Data privacy has a cost. There are security techniques that protect the user's confidential data, such as customer addresses, against attackers who can try to separate them from AI models – but often make these models less accurate.
MIT researchers have recently developed a framework based on a new privacy indicator called Pac Privacy, which could maintain the performance of the AI ​​model, while providing confidential data, such as medical images or financial documentation, remain safe before the attackers. Now they have moved this work a step further, increasing their more efficient computational technique, improving the compromise between accuracy and privacy, and creating a formal template that can be used to privatize virtually any algorithm without having to access this algorithm.
The team used their new version of Pac Privacy to privatize several classic algorithms to analyze data and machine learning.
They also showed that more “stable” algorithms are easier to privatize with their method. The forecasts of the stable algorithm remain consistent, even when its training data is slightly modified. Greater stability helps the algorithm make more accurate forecasts of previously invisible data.
Scientists say that the increased performance of the new PAC privacy framework, and the four -stage template that can be used would facilitate the technique in reality.
“We usually consider reliability and privacy to be unrelated to, and maybe even in conflict, constructing a high -performance algorithm. First, we create a working algorithm, and then we become solid and then private. Paper about this privacy framework.
It is joined by the article by Hanshen Xiao doctorate '24, which in autumn will start as an assistant to the professor at the University of Purdue; and the older author of Srini Devadas, Professor Edwin Sibley Webster Electrical Engineering in MIT. The research will be presented at the IEEE symposium on security and privacy.
Noise estimation
To protect sensitive data that has been used to train the AI ​​model, engineers often add noise or general randomness so that the opponent is more difficult to guess the original training data. This noise reduces the accuracy of the model, so the less noise you can add, the better.
PAC Privacy automatically estimates that the smallest amount of noise that should be added to the algorithm to achieve the desired level of privacy.
The original PAC Privacy Cishing algorithm launches the user AI model many times on different data set samples.

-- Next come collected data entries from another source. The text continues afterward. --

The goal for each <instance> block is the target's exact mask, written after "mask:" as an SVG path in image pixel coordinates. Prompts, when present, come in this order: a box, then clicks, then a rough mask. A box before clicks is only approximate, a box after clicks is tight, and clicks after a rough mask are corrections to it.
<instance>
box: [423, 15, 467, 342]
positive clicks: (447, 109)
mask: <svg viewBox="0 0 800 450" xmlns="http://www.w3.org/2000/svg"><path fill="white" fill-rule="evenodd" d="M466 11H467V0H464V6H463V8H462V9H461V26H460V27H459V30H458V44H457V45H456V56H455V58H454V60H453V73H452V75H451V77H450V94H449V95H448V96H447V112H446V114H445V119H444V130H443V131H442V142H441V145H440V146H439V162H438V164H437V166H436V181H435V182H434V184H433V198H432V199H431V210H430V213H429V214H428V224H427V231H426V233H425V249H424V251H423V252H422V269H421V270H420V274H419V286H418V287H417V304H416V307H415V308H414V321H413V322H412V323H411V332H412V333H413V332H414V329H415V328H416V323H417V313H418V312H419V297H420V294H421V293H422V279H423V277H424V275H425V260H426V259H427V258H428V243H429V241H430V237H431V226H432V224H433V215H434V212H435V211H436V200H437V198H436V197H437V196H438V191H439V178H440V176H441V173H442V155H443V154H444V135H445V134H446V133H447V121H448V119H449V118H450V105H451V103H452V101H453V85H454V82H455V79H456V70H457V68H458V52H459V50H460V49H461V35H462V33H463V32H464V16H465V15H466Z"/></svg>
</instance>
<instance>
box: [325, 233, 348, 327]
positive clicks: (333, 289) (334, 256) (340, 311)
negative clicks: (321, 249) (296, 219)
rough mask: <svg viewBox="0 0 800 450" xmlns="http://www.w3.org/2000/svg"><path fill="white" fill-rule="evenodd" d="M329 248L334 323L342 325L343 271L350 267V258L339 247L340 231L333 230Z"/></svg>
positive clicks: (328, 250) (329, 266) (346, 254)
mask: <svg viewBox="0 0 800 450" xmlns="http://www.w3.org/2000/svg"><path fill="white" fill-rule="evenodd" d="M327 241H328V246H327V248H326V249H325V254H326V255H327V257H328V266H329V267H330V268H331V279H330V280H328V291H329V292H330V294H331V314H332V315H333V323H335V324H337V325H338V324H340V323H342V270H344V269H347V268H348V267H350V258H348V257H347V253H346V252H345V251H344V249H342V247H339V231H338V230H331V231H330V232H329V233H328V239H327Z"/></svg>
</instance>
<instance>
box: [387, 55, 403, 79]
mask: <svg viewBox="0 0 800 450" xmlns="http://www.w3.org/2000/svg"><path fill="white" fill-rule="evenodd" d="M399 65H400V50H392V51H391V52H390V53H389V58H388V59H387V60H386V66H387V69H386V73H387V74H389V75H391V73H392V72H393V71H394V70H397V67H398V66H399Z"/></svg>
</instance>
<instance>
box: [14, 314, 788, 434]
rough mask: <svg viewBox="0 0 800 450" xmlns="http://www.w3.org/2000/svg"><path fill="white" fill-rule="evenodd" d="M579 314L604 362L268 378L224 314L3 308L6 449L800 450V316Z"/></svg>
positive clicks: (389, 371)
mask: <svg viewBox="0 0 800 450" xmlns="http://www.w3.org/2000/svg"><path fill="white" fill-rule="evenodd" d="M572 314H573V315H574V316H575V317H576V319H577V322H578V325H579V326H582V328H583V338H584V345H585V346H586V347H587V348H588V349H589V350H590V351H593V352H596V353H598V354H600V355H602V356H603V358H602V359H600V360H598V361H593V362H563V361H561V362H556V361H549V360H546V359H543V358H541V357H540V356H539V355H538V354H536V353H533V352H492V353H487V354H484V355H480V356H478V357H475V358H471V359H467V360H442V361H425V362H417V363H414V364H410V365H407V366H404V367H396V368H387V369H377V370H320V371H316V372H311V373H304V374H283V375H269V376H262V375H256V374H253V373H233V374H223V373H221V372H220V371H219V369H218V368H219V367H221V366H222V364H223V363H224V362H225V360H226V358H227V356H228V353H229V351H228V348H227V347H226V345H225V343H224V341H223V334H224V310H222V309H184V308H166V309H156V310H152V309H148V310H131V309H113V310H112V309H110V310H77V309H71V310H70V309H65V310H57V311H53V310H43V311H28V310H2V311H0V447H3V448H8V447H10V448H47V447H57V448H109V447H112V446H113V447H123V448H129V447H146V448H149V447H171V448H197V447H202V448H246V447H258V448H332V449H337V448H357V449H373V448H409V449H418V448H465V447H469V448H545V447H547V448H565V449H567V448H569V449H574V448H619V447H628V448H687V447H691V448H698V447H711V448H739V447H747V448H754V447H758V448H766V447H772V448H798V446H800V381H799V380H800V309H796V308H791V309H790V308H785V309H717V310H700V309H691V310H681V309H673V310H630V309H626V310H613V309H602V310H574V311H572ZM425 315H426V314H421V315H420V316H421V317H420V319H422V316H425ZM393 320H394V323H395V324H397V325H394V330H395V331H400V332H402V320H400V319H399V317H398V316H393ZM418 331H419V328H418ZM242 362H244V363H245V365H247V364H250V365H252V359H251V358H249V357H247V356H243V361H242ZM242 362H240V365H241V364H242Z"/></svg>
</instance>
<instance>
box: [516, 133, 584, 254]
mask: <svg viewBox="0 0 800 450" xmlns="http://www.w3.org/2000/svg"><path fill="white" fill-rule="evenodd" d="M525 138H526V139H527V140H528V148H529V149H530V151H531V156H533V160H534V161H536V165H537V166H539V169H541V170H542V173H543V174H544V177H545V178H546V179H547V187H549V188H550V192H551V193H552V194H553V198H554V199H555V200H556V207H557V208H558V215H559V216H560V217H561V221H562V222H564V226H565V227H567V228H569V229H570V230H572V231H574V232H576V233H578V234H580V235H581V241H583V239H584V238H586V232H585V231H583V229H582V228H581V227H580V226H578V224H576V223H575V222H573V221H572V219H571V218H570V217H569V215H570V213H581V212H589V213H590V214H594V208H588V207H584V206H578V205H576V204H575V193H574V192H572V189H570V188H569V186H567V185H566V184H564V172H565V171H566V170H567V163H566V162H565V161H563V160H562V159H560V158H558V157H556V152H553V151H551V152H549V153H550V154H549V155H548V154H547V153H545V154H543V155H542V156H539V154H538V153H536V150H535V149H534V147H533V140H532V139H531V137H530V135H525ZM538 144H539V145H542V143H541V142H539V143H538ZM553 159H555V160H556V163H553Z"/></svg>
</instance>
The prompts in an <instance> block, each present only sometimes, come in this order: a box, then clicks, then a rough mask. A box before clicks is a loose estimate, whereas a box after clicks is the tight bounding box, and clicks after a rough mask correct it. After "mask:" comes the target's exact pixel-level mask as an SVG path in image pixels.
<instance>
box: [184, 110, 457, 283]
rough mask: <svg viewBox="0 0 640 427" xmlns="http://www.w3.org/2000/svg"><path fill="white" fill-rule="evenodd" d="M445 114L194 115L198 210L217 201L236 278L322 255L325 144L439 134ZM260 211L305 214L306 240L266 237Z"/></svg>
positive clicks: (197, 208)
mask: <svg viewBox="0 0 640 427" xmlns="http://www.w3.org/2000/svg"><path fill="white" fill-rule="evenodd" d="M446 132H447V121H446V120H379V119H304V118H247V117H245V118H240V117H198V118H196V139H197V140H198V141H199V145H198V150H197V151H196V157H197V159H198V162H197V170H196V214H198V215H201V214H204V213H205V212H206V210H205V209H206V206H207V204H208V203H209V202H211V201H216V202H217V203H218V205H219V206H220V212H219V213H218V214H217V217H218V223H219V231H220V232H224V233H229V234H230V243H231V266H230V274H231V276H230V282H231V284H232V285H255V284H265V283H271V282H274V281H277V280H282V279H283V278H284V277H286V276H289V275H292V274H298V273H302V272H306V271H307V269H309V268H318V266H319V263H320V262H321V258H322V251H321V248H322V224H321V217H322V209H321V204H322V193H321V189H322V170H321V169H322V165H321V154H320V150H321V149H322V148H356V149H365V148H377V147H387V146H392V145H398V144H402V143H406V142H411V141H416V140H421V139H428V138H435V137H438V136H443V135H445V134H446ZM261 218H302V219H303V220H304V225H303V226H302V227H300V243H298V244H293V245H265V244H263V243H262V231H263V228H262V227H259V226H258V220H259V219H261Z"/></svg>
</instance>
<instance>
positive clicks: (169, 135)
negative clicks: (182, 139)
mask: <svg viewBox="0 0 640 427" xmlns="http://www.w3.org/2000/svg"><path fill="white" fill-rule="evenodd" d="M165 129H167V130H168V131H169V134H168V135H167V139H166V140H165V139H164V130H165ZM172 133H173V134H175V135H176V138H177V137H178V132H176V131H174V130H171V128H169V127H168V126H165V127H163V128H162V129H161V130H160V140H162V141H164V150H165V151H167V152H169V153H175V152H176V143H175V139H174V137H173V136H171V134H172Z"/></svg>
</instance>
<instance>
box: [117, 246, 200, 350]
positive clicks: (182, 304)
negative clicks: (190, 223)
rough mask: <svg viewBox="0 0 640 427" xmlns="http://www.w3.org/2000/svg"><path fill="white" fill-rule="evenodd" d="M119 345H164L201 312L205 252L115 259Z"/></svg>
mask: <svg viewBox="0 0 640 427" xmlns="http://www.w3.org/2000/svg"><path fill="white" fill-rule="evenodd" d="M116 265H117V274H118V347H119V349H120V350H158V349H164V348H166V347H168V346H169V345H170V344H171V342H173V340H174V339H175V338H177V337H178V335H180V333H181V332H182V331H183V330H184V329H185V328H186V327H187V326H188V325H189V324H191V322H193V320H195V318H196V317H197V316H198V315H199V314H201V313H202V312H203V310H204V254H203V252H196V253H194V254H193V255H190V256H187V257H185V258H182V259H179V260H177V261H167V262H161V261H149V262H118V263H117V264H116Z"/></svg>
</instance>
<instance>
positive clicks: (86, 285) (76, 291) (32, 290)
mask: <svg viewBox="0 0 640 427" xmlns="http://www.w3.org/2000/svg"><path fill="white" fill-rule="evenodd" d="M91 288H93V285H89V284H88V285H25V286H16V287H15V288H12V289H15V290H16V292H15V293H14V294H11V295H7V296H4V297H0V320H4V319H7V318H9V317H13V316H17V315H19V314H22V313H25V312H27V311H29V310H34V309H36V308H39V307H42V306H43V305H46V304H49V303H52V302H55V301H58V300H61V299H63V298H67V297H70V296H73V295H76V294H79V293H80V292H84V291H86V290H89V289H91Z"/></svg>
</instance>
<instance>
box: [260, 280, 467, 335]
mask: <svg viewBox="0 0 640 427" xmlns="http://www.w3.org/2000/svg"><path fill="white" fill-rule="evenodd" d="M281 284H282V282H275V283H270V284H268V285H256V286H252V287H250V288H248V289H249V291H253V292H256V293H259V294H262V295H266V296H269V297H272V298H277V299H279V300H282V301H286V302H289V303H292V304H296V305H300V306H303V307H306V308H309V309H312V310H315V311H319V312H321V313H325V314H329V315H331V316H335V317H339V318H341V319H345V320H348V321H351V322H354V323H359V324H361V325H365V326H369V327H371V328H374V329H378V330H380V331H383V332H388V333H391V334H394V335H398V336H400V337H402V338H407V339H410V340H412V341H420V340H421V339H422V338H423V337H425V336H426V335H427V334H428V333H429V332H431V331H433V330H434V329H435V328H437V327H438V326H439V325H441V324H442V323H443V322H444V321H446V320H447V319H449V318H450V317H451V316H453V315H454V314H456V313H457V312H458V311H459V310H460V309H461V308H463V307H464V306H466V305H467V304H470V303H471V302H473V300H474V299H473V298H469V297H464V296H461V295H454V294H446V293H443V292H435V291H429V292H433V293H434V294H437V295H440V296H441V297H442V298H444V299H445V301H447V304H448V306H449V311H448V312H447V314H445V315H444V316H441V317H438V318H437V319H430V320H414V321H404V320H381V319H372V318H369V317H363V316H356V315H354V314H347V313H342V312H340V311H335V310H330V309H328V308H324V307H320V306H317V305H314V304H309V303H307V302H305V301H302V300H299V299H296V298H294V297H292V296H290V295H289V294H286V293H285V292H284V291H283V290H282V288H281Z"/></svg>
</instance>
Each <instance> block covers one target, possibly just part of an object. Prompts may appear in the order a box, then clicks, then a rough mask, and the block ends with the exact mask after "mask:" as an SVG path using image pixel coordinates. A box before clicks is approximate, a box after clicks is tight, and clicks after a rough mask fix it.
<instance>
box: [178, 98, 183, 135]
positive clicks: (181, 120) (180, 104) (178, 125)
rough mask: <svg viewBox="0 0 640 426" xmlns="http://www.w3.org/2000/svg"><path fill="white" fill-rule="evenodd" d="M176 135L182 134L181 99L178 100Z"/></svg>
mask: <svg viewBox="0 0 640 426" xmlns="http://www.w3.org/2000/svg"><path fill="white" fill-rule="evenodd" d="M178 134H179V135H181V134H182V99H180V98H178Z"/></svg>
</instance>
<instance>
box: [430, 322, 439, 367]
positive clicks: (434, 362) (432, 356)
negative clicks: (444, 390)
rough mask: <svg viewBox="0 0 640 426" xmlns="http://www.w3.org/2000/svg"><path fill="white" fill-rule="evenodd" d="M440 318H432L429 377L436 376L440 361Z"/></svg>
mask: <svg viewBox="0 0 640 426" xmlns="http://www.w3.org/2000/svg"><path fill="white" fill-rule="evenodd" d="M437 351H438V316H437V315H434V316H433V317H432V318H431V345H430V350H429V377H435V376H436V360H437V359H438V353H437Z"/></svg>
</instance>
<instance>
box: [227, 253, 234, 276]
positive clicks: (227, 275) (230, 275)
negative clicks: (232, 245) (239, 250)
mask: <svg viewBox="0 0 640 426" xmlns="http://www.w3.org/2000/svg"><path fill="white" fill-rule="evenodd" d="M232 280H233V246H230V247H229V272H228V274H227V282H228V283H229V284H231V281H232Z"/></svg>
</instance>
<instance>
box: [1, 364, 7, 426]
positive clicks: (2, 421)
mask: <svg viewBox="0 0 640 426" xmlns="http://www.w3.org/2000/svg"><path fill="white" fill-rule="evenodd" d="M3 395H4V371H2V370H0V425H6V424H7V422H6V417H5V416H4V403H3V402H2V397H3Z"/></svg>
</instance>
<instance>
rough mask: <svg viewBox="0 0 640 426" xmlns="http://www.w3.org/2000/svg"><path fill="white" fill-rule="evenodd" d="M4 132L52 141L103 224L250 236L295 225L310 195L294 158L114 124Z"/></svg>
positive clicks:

It measures variance, as well as correlations between these many results and uses this information to estimate how much noise should be added to protect the data.
This new PAC privacy variant works in the same way, but does not have to represent the entire matrix of data correlation in the results; I only need output variations.
“Because you estimate that it is much, much smaller than the whole matrix of cowariance, you can do it much, much faster,” explains Sridhar. This means that you can scale to much larger data sets.
Adding noise can harm the utility of results and it is important to minimize the loss of utility. Due to the calculation costs, the original PAC privacy algorithm was limited to adding isotropic noise, which is uniformly added in all directions. Since the new variant estimates the anisotropic noise, which is adapted to specific features of training data, the user can add less general noise to achieve the same level of privacy, increasing the accuracy of the privatized algorithm.
Privacy and stability
When she studied privacy, Sridhar hypothesized that more stable algorithms would be easier to privatize with this technique. She used a more efficient PAC privacy variant to test this theory on several classic algorithms.
Algorithms that are more stable have a smaller variance of results when their training data change slightly. PAC Privacy breaks down a set of data into fragments, launches the algorithm on each part of the data and measures the variance between the results. The greater the variance, the more noise should be added to privatize the algorithm.
He explains that the use of stability techniques to reduce the variance of the algorithm results would also reduce the amount of noise that should be added to privatize it.
“In the best cases we can get these scenarios,” he says.
The team showed that these privacy guarantees remained strong despite the tested algorithm, and that the new PAC privacy variant required the order of less attempts to estimate noise. They also tested the method in attack simulations, which shows that its privacy guarantees can withstand the latest attacks.
“We want to examine how algorithms can be jointly designed with PAC privacy, so the algorithm is more stable, safe and solid from the very beginning,” says Devadas. Scientists also want to test their method using more complex algorithms and further examine the privacy compromise.
“The question is: when are these winnings and how can we make them happen more often?” Sridhar says.
“I think that the key advantage of PAC Privacy in this environment over other privacy definitions is that it is a black field-you do not have to manually analyze any question to privatize the results. It can be done completely automatically. We are actively building a database operated in PAC to expand existing SQL engines to support practical, automated and efficient analysis of private data. Madison, who was not involved in this examination.
These studies are partly supported by Cisco Systems, Capital One, the US Department of Defense and the MathWorks scholarship.